38 U zult verdwijnen onder de volken en door uw vijanden worden vernietigd.
39 De overlevenden zullen vanwege hun zonden, dezelfde zonden als die van hun vaders, wegkwijnen in vijandige landen.
40-41 Maar uiteindelijk zullen zij hun zonden en die van hun vaders die Mij ook ontrouw waren, belijden. Omdat zij zich tegen Mij verzetten, keerde Ik Mij tegen hen en bracht hen in het land van hun vijanden. Als hun boze hart zich vernedert en zij de straf aanvaarden, die Ik hun gaf voor hun zonden,
42 zal Ik Mij mijn beloften aan Abraham, Isaak en Jakob herinneren en Ik zal hen terugbrengen naar het land dat Ik hun beloofde.

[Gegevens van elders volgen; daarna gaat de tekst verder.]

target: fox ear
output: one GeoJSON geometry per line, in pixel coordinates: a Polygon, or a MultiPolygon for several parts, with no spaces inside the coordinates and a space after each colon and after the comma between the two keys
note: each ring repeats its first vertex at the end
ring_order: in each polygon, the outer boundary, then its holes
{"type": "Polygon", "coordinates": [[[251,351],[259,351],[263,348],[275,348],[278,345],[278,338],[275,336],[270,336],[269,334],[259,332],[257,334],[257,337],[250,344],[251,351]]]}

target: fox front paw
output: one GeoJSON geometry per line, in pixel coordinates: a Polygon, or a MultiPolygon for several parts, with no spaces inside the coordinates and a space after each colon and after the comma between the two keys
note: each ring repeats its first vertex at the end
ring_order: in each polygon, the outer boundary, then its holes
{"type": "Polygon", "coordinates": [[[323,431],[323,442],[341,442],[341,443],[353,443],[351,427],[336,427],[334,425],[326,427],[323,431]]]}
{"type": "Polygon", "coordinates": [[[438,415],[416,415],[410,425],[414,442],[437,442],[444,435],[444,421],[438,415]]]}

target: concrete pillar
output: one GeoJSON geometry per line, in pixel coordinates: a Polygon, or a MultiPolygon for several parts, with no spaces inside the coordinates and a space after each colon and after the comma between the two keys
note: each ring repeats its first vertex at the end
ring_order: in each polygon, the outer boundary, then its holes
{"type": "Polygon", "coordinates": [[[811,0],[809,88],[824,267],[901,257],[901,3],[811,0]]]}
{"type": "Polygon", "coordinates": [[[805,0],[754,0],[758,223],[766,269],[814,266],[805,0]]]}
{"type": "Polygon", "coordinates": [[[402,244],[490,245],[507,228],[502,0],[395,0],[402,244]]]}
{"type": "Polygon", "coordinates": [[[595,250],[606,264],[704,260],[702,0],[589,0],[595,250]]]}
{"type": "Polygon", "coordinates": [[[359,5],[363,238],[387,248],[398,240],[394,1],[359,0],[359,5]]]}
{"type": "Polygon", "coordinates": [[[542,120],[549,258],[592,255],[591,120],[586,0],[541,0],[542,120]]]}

43 Want het land zal genieten van de sabbatsrust, terwijl het braak ligt. Zij zullen voor hun ongerechtigheden boeten en hun straf aanvaarden voor het verwerpen van mijn wetten en voor de afkeer die zij hadden van mijn regels.
44 Maar ondanks alles wat zij hebben misdaan, zal Ik hen niet totaal vernietigen en mijn verbond met hen niet verbreken, want Ik ben de Here, hun God.
45 Ter wille van hen zal Ik Mij de beloften aan hun voorouders, om hun God te zijn, herinneren. Want Ik haalde hun voorouders uit Egypte, terwijl alle volken met verbazing toekeken. Ik ben de Here.’